You can use memory games and flashcard sets to make up stories using given words or expressions. If they make a lot of mistakes in the memory game, the funnier the repetition can get in their own story. How much can they twist the original idea? How many linking words can they use?
Let your students practice vocabulary by turning over a set of flashcards. Students can work in pairs and test each other, card by card.
- Student A has the chance to say the first word depicted by the first flashcard. If the correct word is said, a point is awarded to Student A. If not, no points are awarded.
- Student B turns over the second flashcard.
Who has a larger vocabulary range?
Encourage your students to have fun while improving their pronunciation with flashcards. Students can work in pairs and test each other.
- Student A has the chance to say the word depicted by the picture on the first flashcard. If the correct word is said and the score of Student A is over 90%, a point is awarded to him or her.
- Student A has 3 more chances to reach 90% before it is Student B’s turn.
Whose pronunciation is better?
Divide your students into two groups (or an even number of groups) and assign a different part of the book to each group. Let them read their part and then mix and match them with new partners:
- What are their ideas for the missing parts?
- What are their hypotheses?
- After the first round of guessing, allow them to ask questions.
- Can they reconstruct the story with the newly-acquired information or do their partners need to tell them what was missing from their part?
How can students work with the app?
You can assign books to your students as homework in the Teacher’s Dashboard.

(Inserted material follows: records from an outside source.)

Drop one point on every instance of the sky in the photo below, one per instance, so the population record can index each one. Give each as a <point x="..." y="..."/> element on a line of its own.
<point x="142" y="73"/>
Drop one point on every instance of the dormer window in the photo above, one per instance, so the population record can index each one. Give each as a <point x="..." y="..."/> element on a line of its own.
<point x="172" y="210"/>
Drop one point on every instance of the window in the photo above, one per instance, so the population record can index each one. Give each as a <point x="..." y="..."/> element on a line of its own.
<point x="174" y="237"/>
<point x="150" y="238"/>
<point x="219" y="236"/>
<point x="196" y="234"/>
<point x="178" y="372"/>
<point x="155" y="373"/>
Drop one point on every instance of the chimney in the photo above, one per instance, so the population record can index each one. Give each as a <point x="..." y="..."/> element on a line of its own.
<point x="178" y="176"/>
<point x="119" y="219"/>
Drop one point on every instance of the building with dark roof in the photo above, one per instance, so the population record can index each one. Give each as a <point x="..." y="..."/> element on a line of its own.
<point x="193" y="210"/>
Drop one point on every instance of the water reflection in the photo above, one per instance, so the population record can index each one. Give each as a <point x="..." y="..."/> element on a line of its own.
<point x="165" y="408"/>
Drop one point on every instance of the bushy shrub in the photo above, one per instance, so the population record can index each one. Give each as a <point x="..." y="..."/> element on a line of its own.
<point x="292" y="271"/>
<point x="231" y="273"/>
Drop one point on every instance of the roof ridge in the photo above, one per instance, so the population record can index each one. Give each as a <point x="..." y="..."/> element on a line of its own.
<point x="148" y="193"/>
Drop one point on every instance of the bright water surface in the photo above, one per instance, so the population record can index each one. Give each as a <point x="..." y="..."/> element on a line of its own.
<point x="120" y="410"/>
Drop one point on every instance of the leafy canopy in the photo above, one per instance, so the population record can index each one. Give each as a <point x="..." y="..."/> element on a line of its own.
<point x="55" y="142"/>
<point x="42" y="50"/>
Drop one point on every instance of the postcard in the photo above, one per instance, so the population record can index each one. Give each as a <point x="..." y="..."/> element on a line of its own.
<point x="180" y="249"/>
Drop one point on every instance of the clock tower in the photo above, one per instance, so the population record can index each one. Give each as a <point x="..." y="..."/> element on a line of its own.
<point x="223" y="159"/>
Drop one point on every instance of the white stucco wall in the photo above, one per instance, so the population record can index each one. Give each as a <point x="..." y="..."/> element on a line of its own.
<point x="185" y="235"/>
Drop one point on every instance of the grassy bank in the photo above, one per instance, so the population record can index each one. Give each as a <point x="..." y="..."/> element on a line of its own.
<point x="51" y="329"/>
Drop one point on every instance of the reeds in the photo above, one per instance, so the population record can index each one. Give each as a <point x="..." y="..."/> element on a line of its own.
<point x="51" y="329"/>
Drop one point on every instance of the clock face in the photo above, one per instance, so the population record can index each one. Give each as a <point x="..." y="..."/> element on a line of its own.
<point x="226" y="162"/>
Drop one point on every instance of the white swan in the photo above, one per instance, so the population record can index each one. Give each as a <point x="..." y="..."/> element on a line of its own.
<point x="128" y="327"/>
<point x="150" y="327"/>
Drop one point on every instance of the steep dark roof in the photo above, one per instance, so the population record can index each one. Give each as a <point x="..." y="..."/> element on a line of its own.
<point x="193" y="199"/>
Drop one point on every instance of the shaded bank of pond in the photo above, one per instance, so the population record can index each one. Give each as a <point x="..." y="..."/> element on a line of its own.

It can serve as an introduction to a topic or a practice after a lesson. They can read at home, play the games, you can monitor their progress and results, or even turn it into a competition with rewards.
You can assign flashcard sets as homework and encourage your students to practice words. Listening to the flashcards and pronouncing the words or expressions help the acquisition and make students more knowledgeable and confident in the long run.
You can ask your students to work in pairs or in small groups (maximum of 4) in class and read the stories together on their smartphones. This can be a pleasant shared experience, especially if they turn off the narration and read to each other or turn it into a roleplay.
You can open the app on your computer and project a book for the whole class. Then you can read for the students or have them read to each other and to you. As a reward, you can play the games or compete with the help of a flashcard set.
How can teachers work with the app?
You can start your lesson with a BOOKR Class story and then build the activities and exercises from the story. Make use of the follow-up games and the Activity Tips document with extra ideas and materials. Vocabulary building, grammar practice or project work…the opportunities are endless.
Check out the Teacher’s Handbook for examples.
You can start your lesson with a story that introduces the topic of the lesson to generate discussion, recall knowledge, motivate and engage students.
Then you can advance to the planned textbook material, work on those exercises and assign the book with games as homework for additional revision and practice.
You can choose to finish your lesson with a nice book as a reward. It’s short pleasure reading that you can enjoy together and proves that books are not only for teaching content in the classroom.
Congrats! You have read all of our 39 tips on how to use BOOKR Class!
BOOKR Class books are invaluable tools for differentiated instruction, to improve 21st century skills, higher-order thinking skills as well as communication skills liketraditional books, but with more opportunities thanks to their digitized format. However, most of these activities only need the app, some motivation and a lot of encouragement on your part as the teacher.
As a diving teacher, I’m sure you already have at least one activity in mind from the 39 that you would like to bring into the classroom over the next few days. I also hope you found these tips inspiring and that you came up with your own ideas too! Can you add the 40th to the list?